There’s evidence here that diet plus exercise interventions have a greater effect on body weight reduction (in the short term) than diet interventions alone. However, we also know that in the long term (which for science and medicine means five years or more), no regiment of diet, exercise, diet plus exercise, or magic potions and incantations results in reliable maintenance of weight loss. Sam and Tracy and others have blogged about this a lot, like here and other places too.

So, as far as we can tell, it’s simply not true that exercise has more of an effect on body weight than calorie intake. In fact, there’s evidence that it has little effect at all on its own.

BUT: exercise does have all sorts of positive effects on our health and well-being.

There’s evidence here that physical activity can prevent, delay, and help slow the development of type 2 diabetes, even in the absence of significant weight loss.

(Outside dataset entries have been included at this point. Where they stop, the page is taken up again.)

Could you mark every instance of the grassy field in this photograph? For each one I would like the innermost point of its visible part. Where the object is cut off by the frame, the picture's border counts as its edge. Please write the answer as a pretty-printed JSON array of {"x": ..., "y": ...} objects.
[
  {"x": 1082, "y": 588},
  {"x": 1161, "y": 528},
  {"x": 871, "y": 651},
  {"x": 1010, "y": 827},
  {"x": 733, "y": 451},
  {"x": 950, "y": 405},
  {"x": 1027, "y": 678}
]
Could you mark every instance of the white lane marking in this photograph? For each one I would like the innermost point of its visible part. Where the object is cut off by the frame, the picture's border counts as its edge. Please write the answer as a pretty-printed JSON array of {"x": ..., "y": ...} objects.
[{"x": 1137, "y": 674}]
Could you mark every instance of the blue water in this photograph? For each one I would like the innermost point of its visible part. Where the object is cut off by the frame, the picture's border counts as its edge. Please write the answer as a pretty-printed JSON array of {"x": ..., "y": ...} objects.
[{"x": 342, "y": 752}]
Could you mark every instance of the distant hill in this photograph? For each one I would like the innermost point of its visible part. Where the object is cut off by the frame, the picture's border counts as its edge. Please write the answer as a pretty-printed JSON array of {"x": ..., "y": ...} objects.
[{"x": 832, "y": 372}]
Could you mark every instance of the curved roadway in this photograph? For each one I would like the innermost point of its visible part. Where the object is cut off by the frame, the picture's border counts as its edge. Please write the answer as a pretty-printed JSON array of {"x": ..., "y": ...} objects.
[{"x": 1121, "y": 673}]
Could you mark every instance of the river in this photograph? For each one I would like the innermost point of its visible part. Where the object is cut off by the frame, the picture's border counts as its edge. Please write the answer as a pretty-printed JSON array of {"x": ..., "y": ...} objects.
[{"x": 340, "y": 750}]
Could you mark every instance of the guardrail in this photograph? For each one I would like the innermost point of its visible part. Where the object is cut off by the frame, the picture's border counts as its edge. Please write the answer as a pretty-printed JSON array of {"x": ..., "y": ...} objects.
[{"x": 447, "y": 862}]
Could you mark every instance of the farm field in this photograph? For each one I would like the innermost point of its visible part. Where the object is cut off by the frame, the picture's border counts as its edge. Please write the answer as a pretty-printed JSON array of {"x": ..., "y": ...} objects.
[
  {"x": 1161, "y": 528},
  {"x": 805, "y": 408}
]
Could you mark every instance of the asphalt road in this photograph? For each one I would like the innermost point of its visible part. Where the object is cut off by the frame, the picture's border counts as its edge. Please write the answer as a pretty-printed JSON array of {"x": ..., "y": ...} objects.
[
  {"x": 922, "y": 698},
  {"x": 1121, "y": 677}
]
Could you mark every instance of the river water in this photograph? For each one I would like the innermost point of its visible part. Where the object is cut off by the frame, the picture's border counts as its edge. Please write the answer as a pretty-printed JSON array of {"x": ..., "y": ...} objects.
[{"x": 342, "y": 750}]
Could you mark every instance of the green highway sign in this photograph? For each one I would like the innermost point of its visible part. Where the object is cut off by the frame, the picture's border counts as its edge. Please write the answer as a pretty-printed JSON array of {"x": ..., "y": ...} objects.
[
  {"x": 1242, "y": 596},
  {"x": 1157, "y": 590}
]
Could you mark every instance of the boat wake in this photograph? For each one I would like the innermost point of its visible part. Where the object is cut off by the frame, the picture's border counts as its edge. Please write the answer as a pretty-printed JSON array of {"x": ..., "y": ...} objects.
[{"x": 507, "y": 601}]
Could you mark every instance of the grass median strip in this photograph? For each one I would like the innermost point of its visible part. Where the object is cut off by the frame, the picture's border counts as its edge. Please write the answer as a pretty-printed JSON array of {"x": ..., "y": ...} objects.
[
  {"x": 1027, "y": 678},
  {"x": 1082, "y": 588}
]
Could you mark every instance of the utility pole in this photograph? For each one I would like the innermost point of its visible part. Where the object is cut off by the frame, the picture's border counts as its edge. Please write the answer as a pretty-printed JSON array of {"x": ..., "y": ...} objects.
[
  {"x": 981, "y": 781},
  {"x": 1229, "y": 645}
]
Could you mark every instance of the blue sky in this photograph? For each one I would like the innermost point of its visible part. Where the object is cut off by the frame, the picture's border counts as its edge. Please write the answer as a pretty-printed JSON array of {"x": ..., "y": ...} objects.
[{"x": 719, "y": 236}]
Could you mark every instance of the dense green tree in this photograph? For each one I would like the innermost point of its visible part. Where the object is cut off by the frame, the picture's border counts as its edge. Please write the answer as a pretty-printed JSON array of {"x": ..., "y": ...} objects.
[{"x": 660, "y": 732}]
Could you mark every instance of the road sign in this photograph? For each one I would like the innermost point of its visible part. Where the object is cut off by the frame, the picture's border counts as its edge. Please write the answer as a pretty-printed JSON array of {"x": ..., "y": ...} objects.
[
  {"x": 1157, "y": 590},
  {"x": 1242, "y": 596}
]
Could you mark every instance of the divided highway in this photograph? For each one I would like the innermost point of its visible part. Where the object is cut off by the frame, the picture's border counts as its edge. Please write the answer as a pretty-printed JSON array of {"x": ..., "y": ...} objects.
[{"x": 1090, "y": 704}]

Basically, being active is good for what ails ya. You name it, physical activity helps it. Here’s a list from the Centers for Disease Control:

But, look—there, item 8: helps control weight. It’s on the CDC list! So maybe those Coca-Cola-funded scientists have a point after all.

Sigh. Okay, one more time: when you dig into the details, you’ll see that the CDC’s message is a complicated one about the role of exercise and weight loss and maintenance. It’s the same one the other medical studies are saying: exercise does burn calories, and exercise is great for your health, but it just turns out that (for a bunch of complicated reasons), exercise is not the key to weight loss.

The good news (which is emerging on a lot of fronts) is that maybe we don’t need a key to weight loss after all. It’s not a door we have to beat down and try to storm through in order to live happy and healthy and active and awesome lives. We need keys to better health, and luckily there are a lot of them around.

The role that sugar-sweetened beverages (like the approximately 470 out of 650 products Coca-Cola sells) plays in obesity is an ongoing area of research (which I won’t discuss here, but probably will sometime). But the point is that trying to address body weight through exercise is bad science and bad medicine.  And however sugary sweet it may be, it leaves a bad taste in my mouth.